Since the end of 2019, shares of Consol have jumped more than 6 times while those of Arch have almost doubled. Both are heavily focused on exporting coal to Asia in particular, both for power generation as well as steel and cement making.
The 2010s were marked by weak commodity prices and a rash of coal bankruptcies, including Arch’s in 2016. But the ESG stigma around coal-fired electricity has faded somewhat in recent years following unprecedented demand. Commodity prices and social attitudes can, though, flip again quickly, making consolidation at the current moment of strength appear sensible.
Coal consumption hit a record high of 8.7bn metric tons in 2023, according to the International Energy Administration. While usage in Europe and the US declined, China and India more than made up for the western world. In 2019, Consol’s cash margin per short ton was just $15. By 2023, that spread had widened to $38.
The new Core Natural Resources will have $1.4bn in annual free cash flow, even before any synergies. Together, Arch’s and Consol’s cash balances will exceed debt, with the combined enterprise value of the companies slightly less than the $5.2bn equity value. As such, the implied EV to free cash flow multiple is under 5 times. The modest valuation comes from investors leery of volatile commodity prices. Many remain squeamish about high carbon emitting businesses.

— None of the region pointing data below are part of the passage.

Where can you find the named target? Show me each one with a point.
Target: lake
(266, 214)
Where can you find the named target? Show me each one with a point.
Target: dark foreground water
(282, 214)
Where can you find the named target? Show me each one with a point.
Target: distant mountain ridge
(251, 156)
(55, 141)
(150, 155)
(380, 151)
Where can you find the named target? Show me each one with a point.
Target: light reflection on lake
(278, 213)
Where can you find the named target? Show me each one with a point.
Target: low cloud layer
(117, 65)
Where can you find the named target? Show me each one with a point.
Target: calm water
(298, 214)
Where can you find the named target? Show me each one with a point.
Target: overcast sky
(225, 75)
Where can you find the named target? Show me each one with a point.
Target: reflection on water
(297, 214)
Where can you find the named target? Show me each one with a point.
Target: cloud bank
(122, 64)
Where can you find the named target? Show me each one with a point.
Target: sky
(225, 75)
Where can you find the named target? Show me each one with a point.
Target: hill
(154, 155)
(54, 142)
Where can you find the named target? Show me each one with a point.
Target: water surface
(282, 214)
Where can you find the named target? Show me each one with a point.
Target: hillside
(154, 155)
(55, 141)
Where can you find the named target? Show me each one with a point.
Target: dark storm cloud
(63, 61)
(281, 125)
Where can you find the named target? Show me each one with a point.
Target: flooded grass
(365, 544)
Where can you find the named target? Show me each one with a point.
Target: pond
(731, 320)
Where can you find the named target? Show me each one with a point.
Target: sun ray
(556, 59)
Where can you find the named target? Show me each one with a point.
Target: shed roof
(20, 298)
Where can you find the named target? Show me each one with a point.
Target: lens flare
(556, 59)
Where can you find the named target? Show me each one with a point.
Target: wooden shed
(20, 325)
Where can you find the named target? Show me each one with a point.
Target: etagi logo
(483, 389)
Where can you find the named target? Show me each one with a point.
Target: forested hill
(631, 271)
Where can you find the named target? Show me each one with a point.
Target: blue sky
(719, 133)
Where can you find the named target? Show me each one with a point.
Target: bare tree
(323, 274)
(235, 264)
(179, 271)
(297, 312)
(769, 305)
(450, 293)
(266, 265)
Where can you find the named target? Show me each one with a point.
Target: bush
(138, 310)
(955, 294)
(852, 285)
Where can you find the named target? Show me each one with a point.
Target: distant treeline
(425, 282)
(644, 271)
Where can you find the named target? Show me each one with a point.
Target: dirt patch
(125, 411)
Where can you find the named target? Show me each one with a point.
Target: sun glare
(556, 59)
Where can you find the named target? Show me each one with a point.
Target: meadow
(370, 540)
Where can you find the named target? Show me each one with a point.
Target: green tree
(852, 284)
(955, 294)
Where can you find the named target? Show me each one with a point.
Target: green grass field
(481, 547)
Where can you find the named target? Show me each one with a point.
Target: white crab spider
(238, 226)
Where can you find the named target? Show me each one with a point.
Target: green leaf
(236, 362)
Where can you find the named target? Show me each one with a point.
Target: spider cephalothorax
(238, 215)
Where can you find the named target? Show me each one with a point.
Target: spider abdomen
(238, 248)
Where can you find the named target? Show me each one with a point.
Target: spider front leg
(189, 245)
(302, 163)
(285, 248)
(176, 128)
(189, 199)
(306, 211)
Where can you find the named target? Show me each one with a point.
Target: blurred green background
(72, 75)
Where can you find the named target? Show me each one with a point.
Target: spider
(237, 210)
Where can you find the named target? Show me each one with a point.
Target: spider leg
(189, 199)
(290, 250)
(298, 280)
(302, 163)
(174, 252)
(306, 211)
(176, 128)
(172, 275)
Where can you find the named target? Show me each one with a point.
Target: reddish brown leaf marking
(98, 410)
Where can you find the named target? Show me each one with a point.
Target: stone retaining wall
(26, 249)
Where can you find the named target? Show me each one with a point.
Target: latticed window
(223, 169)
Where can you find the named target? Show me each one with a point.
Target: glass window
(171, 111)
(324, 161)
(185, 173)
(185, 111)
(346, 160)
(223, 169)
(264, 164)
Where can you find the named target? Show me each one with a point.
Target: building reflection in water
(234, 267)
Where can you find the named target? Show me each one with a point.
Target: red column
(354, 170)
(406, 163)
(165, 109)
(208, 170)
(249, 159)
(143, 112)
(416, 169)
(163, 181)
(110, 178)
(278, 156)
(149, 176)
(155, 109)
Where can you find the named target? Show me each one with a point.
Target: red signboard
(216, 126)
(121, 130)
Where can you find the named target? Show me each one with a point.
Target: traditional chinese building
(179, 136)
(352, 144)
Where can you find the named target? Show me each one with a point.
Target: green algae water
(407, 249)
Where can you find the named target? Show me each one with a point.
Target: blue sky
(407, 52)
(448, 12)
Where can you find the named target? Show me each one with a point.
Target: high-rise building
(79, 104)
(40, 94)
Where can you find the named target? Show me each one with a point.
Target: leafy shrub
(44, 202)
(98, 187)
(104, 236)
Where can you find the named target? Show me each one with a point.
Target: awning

Glencore recently announced that it would keep its coal business rather than pursuing a previously mooted spin off. Glencore’s chief executive Gary Nagle cited a change in attitude towards ESG but the cash generation from coal at the moment is too good to pass up. Consol and Arch themselves have returned to their shareholders nearly $2bn together in 2022 and 2023. In many applications coal has been hard to replace as an industrial input, whatever its social and moral costs. It is similarly hard to forsake for investors when such returns are available.